As I write this, I am in Northern Germany. I am staying with friends in Brunsbuettel, at the mouth of the Elbe River, near the North Sea.
It is the location of the western entrance to the Kiel Canal, the busiest artificial waterway in the world. This area is unusual, claimed as it was from the sea hundreds of years ago. It is an area rich in agriculture. Wind turbines dot the landscape – a different kind of farming, their rotors turning peacefully above the cabbages, corn, cattle and sheep.
I have just finished dinner, a meal my husband and I cooked for our hosts. We bought fresh ingredients at roadside farm stands this morning on our way to visit a cathedral built in the 13th Century.
Entering the empty church, we were greeted by the clear voice of a soloist ringing out a German version of Leonard Cohen’s Hallelujah.
We were a small and reverent audience. Outside, a Volvo sat in the rain, decorated with fresh roses. The singer was rehearsing for an afternoon wedding.
It is autumn in Schleswig-Holstein, and we got caught in the heavy rain and wind. We took refuge in a café on the square, and feasted on heidelbeertorte and pflaumenkuchen with cream, served with hot chocolate and steaming coffee.
Later, walking through the wet cobbled streets, taking pictures with our smartphones, we heard the joyful peal of the church bells announcing the wedding.

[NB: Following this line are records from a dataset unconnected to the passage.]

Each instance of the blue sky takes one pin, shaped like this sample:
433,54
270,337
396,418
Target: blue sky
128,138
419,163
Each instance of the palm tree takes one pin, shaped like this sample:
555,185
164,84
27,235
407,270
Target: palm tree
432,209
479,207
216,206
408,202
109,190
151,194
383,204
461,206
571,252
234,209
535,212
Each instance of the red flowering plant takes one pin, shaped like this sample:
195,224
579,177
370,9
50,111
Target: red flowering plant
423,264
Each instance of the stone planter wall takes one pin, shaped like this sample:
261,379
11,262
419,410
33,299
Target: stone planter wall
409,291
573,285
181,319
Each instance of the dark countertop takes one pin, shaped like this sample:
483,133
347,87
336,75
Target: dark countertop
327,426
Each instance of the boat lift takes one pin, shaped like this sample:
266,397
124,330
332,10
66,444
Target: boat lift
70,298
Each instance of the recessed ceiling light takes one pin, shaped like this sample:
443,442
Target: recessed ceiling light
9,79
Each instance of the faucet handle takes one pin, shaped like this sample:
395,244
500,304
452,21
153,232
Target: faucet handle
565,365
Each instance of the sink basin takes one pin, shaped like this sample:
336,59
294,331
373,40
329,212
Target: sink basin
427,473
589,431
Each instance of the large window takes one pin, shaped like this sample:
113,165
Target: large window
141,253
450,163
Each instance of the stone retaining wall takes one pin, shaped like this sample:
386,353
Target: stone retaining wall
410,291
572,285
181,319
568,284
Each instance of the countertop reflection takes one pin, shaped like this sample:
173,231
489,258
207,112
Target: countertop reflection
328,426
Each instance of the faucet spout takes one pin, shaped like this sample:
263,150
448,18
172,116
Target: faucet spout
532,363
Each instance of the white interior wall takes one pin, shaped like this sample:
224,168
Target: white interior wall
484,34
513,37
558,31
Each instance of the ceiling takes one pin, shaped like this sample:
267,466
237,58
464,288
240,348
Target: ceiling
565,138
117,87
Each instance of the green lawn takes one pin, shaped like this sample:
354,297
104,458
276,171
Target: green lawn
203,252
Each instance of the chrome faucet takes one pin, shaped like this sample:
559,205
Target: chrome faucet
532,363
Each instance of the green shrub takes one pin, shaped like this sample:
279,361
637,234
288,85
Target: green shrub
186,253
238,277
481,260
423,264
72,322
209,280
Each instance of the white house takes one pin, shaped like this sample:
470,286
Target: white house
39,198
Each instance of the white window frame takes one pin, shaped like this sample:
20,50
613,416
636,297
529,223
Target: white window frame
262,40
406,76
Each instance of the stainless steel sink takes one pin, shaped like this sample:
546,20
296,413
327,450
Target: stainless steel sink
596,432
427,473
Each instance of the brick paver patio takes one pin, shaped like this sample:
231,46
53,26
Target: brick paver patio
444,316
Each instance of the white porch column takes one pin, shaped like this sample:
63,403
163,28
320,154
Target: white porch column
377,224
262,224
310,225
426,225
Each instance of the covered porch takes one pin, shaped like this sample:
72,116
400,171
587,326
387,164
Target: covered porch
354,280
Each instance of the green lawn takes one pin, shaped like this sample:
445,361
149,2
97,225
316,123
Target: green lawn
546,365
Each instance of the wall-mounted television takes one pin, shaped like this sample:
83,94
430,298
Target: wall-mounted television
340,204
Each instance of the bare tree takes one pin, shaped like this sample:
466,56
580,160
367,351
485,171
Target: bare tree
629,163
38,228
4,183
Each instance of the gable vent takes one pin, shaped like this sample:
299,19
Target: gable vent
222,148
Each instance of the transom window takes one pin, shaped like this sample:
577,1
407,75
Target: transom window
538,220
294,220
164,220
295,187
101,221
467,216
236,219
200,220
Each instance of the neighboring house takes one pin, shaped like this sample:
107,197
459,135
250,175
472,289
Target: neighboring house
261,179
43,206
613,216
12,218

I recorded a 10-second video of the quaint streets, the bells chiming in the background to add to my daily Instagram story.
I am broadcasting our travels – from Vancouver to Amsterdam, Utrecht to Bramsche, and the everyday activities of our stay in Brunsbuettel.
I will continue to document as we travel to Kiel and the island of Sylt, and then finally to Hamburg to take the train back to Amsterdam, where we will catch our flight home.
Here, among the koege and wind farms, I am struck by the amiable relationship between the rural culture and technology.
The ancient church bells transmit the glad tidings of the wedding to the village as I post and tweet from my smartphone to friends and followers around the world. Little cafes and bistros are generous with Wi-Fi.
Too often our devices take us away from each other, detaching us from our encounters despite the glossy promise of connection. Choosing to post my travelogues on Facebook and Instagram means I am paying more attention to what I see, noticing details, searching for the real story of place and time as I try to tell it in images and 10-second video clips.
I pause often, to simply absorb and be present to our experiences and to take time to share observations with my fellow travellers.
Because we are bonded by love and experience, we are connected.